去年の12月11日、NHKで放送された最後のライブに感動し、その素晴らしさに、泣きました。彼が全人生の思いを込めて世界に贈ったのは、生きることへの愛惜の思いだったと思います。
 坂本龍一さんと最後にお会いしたのは2014年3月10日。日比谷公園で開かれた東日本大震災への追悼イベントでした。
 Peace On Earce というこのイベントにたくさんのアーティストが集まり、メッセージを発信した時、その楽屋で撮影した写真です。右にSUGIZOさん、左にBRAHMANのTOSHI-LOWさん、そして私と坂本さんです。

 私たちが共に願ったのは、核のない世界です。非戦と脱原発を求めて、音楽家として出来うるあらゆる方法でそれを訴えていく決意でした。坂本さんの地球環境への活動は、青森の六ヶ所村の核再処理工場に反対するためにそこにみんなで森を作ろう、というような現実に即した実行を伴うものでした。

 亡くなる直前まで、神宮の森の木を切ることに反対、行動した坂本龍一さん。その行動力に心から敬服しています。

 坂本龍一さんとの大切なコラボレーションは1982年に発表したアルバム「愛はすべてを赦す」でした。1930年代のヨーロッパの音楽を彼のピアノとシンセサイザーだけで収録したアルバムです。

 YMOを解散し「戦場のメリークリスマス」で音楽と共に俳優としても世界に活躍の場を広げる寸前の時期でした。
 ポーランドのパルチザンソングやブレヒトの三文オペラの歌をレコーディング。翌年には日本の大正時代から昭和の初めの歌を集めた「夢の人魚」というアルバムも一緒に作りました。

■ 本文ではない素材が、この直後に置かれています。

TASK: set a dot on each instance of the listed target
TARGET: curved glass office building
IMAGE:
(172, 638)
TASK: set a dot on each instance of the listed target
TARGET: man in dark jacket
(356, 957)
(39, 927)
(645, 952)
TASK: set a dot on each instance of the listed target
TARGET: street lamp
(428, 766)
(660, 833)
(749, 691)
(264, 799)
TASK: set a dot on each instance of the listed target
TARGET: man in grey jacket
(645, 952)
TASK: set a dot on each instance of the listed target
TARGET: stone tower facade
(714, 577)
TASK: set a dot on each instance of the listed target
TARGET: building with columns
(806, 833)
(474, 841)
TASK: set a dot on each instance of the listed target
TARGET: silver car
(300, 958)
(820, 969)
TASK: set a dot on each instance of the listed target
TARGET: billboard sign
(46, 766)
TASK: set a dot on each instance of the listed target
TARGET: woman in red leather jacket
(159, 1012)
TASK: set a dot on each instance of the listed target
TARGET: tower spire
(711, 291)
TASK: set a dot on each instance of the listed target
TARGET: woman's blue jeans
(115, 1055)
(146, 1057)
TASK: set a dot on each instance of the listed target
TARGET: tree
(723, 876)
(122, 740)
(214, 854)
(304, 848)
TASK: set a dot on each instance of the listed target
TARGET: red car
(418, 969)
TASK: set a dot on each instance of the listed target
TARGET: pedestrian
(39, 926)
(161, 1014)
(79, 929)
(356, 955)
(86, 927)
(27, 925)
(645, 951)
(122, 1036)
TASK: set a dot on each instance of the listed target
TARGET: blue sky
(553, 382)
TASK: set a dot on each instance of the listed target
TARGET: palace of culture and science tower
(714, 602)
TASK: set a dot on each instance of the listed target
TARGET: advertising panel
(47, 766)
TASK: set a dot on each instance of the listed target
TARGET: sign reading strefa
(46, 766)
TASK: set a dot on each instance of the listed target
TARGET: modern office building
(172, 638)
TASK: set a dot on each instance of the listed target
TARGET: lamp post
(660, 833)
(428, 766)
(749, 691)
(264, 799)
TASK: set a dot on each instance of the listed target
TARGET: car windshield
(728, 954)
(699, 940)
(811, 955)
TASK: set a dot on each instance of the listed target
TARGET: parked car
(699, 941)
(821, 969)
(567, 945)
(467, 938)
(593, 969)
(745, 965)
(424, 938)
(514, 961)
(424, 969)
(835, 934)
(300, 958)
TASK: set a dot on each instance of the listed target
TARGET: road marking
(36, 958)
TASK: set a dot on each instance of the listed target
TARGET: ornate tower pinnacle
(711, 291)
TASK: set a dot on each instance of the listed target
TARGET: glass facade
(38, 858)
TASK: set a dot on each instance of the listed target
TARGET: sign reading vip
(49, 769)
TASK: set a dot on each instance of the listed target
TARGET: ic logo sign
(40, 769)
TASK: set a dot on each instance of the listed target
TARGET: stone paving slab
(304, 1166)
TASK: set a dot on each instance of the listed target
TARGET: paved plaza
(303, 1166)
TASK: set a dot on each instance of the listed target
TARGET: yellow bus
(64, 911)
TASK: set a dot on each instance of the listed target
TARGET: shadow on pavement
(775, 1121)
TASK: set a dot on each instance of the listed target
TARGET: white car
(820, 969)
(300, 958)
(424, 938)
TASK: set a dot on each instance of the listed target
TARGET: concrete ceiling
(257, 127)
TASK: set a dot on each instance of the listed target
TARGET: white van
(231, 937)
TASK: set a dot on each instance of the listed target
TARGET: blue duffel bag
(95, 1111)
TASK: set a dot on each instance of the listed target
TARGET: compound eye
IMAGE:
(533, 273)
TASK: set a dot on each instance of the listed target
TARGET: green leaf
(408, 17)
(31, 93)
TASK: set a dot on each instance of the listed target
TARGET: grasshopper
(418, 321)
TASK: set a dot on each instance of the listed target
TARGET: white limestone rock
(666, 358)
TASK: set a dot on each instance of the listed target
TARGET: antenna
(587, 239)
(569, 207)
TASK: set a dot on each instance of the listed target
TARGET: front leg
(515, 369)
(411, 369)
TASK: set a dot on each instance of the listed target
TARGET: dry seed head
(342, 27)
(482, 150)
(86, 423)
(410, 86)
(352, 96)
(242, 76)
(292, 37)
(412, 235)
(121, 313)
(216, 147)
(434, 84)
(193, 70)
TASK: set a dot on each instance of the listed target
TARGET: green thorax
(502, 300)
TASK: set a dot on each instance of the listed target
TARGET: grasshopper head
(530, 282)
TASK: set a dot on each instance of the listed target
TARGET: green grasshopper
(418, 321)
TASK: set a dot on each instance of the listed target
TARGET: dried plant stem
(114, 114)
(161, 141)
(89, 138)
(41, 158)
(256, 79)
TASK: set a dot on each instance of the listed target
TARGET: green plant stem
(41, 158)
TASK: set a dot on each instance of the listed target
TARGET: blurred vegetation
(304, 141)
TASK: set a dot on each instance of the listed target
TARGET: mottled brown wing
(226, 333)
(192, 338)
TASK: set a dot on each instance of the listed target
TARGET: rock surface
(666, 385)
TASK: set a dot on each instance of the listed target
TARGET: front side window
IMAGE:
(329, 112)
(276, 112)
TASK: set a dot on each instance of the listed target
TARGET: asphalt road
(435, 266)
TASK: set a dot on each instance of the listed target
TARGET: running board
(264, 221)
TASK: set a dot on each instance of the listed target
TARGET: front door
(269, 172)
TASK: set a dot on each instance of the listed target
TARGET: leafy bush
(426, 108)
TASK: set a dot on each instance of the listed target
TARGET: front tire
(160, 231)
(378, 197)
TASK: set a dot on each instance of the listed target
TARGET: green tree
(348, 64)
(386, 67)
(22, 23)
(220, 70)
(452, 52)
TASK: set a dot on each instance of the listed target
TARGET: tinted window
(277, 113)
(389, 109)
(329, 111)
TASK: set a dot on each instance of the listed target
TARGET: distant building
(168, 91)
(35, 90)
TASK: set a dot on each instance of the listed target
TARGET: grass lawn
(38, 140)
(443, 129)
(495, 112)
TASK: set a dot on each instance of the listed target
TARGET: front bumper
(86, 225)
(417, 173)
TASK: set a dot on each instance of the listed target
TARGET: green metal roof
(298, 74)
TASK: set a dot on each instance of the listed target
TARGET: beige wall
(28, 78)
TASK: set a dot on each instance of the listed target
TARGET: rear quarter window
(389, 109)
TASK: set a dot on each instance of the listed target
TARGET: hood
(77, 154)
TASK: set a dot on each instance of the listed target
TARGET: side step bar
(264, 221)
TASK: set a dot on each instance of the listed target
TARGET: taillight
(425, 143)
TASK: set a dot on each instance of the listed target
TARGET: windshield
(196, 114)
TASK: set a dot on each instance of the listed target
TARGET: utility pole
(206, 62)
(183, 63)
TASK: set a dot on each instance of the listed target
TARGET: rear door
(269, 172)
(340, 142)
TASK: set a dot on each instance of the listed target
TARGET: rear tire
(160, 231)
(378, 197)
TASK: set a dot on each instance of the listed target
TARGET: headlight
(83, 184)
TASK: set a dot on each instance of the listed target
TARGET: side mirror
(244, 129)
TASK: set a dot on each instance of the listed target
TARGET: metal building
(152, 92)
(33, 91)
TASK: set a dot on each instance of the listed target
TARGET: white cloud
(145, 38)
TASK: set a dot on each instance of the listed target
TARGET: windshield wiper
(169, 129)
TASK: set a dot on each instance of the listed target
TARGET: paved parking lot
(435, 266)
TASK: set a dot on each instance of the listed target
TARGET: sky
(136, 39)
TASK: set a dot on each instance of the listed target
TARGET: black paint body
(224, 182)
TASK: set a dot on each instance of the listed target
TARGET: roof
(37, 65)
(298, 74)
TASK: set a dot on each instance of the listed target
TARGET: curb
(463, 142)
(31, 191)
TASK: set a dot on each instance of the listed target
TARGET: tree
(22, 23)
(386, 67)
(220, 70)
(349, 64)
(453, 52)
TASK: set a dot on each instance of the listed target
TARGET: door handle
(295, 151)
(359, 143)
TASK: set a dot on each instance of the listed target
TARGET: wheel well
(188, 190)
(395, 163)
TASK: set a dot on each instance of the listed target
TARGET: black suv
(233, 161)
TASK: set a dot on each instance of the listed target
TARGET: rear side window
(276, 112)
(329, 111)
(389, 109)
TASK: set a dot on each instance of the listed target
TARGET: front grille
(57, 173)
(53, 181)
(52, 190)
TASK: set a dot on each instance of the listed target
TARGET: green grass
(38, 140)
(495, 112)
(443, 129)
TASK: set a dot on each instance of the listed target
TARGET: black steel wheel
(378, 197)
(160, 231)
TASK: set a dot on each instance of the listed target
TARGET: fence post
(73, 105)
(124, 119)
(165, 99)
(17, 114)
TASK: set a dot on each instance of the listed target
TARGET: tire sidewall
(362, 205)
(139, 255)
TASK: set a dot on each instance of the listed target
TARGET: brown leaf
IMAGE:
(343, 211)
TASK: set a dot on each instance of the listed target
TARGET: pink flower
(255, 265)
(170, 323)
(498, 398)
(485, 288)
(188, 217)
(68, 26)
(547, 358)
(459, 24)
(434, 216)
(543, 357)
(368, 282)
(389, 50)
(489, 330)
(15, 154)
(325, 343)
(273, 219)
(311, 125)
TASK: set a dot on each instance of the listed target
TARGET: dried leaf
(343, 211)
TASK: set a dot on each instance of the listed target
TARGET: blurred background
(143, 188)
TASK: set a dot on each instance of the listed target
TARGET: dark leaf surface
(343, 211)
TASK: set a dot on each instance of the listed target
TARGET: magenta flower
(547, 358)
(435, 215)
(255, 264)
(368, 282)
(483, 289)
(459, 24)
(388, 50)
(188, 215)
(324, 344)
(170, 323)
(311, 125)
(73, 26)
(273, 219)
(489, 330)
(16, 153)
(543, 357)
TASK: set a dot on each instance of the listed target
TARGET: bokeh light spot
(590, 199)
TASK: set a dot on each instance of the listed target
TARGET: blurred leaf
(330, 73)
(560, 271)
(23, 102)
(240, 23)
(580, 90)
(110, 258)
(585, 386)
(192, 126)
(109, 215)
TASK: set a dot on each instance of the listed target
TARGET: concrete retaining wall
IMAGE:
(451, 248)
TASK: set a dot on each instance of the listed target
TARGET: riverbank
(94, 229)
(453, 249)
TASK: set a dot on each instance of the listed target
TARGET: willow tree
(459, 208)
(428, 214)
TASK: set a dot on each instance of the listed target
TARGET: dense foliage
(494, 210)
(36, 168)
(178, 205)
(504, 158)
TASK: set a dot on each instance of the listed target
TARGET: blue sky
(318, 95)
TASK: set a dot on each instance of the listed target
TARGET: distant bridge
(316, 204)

 音楽的な魅力に充ちた稀有なアルバム、私の宝物です。

 本当に素晴らしい音楽家であり、思想家であり、行動者だった坂本龍一さん。彼の亡き後も、彼の思いを受け継ぎ、音楽家として思考し、行動するひとりでありたいと願っています。

 心から哀悼を捧げ、共に生み出した音楽を大切に歌っていきます。